Solana is among several altcoins whose ETF applications remain in limbo. Alongside Solana, applications for XRP, HBAR, and Litecoin ETFs are also under review.
Filing a 19b-4 form, which sets the timeline for the SEC’s review process, is a crucial step in this journey. However, Bloomberg Intelligence’s James Seyffart pointed out that several applicants have not reached this stage, as indicated by deadlines marked “N/A.”
Bitwise, Canary Capital, and Grayscale recently made headlines with their Solana ETF filings. Meanwhile, VanEck and 21Shares collaborated on a submission to Cboe, signaling widespread institutional interest in the Solana ecosystem.
Despite this momentum, a lack of regulatory clarity continues to weigh on the market, with Solana ETF approval odds reportedly plummeting to just 3% three months ago.
Many view a SOL-based ETF as a natural next step in Solana’s maturation, enabling broader investor access and liquidity. The SEC’s stringent stance, however, reflects the challenges of achieving this milestone under the current regulatory framework. With numerous applications already rejected or pending without clear timelines, the Solana ETF debate exemplifies the broader struggle between innovation and oversight in the crypto industry.

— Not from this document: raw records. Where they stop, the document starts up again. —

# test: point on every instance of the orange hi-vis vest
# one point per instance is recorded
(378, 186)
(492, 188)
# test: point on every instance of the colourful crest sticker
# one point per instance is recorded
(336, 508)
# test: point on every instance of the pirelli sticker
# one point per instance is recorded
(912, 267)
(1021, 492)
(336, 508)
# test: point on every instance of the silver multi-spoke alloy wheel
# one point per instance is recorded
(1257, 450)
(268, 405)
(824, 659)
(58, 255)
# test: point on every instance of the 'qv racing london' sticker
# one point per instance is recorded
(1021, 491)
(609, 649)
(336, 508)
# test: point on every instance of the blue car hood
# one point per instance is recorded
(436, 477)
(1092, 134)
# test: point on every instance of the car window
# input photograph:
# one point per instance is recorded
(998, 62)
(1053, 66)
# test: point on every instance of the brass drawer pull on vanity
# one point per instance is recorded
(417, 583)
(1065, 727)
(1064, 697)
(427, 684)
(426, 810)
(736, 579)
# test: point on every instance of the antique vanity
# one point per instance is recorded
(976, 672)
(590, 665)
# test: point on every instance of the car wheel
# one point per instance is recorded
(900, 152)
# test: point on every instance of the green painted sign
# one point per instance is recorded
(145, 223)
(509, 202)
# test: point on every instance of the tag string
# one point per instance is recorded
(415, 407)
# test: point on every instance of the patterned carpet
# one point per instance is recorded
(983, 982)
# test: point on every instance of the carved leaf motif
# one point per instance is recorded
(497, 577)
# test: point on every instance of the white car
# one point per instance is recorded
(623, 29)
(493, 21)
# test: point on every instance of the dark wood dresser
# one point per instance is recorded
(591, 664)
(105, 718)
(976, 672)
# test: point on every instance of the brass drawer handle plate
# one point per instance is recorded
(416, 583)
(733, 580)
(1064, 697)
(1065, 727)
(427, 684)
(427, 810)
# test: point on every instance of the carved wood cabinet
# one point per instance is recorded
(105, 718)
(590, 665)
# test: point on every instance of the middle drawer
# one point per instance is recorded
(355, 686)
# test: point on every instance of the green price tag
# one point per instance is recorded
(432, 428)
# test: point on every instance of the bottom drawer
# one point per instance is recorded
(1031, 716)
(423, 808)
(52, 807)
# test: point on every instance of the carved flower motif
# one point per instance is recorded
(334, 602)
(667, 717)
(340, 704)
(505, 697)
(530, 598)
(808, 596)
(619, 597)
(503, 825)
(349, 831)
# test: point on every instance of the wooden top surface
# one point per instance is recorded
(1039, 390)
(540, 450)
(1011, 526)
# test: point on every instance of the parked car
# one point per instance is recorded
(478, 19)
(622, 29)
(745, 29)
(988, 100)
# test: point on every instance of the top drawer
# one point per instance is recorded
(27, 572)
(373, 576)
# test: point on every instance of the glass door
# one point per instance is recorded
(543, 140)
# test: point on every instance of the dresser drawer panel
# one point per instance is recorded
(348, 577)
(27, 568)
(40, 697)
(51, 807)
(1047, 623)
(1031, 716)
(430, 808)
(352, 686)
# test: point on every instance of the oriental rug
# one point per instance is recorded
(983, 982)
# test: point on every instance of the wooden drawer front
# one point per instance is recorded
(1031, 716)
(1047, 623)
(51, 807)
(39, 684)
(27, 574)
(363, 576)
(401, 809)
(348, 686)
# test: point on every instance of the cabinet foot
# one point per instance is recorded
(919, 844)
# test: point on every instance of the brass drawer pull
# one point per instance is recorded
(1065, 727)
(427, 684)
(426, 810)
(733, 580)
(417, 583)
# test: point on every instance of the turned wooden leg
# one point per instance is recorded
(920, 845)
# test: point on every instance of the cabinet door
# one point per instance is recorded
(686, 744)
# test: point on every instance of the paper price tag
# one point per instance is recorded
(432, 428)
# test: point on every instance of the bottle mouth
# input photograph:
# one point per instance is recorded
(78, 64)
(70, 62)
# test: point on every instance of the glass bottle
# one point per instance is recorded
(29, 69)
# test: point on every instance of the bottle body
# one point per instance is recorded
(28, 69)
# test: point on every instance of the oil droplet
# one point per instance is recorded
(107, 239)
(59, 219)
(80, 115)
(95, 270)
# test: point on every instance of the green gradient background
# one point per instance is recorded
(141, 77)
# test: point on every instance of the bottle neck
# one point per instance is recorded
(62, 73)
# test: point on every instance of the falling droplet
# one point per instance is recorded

Political and Regulatory Shifts Could Change Things
The SEC’s resistance to broadening crypto ETF approvals reflects the current administration’s cautious approach to digital assets, spearheaded by Chair Gary Gensler. However, political and leadership changes could shift this dynamic.
President-elect Donald Trump has expressed a pro-crypto stance that some experts believe could pave the way for more accommodating policies. Analysts suggest a Trump administration might foster a more favorable regulatory environment for digital assets, especially with a crypto-friendly SEC chair like Paul Atkins.
This change could reignite optimism for Solana and other altcoin ETFs that are currently stalled.
“The greatest Solana win coming from the new Trump Presidency will be our long-awaited ETF in 2025 or 2026. No surprise, the incredible VanEck team will lead the charge here with support from 21Shares and Canary Capital,” said Dan Jablonski, head of growth at news and research firm Syndica.
Despite regulatory hurdles, Solana continues to demonstrate strong ecosystem growth. As of this writing, SOL is trading for $239.47, a modest 1.37% gain on the day. The blockchain is celebrated for its high throughput and low transaction costs, which have attracted institutional interest.
Following the appointment of a new SEC chair ahead of Gensler’s resignation and as Trump’s inauguration nears, the potential for significant regulatory shifts looms large. These developments could usher in a new era of crypto acceptance, opening doors for Solana and other altcoin ETFs. Until then, however, the path to approval remains fraught with uncertainty.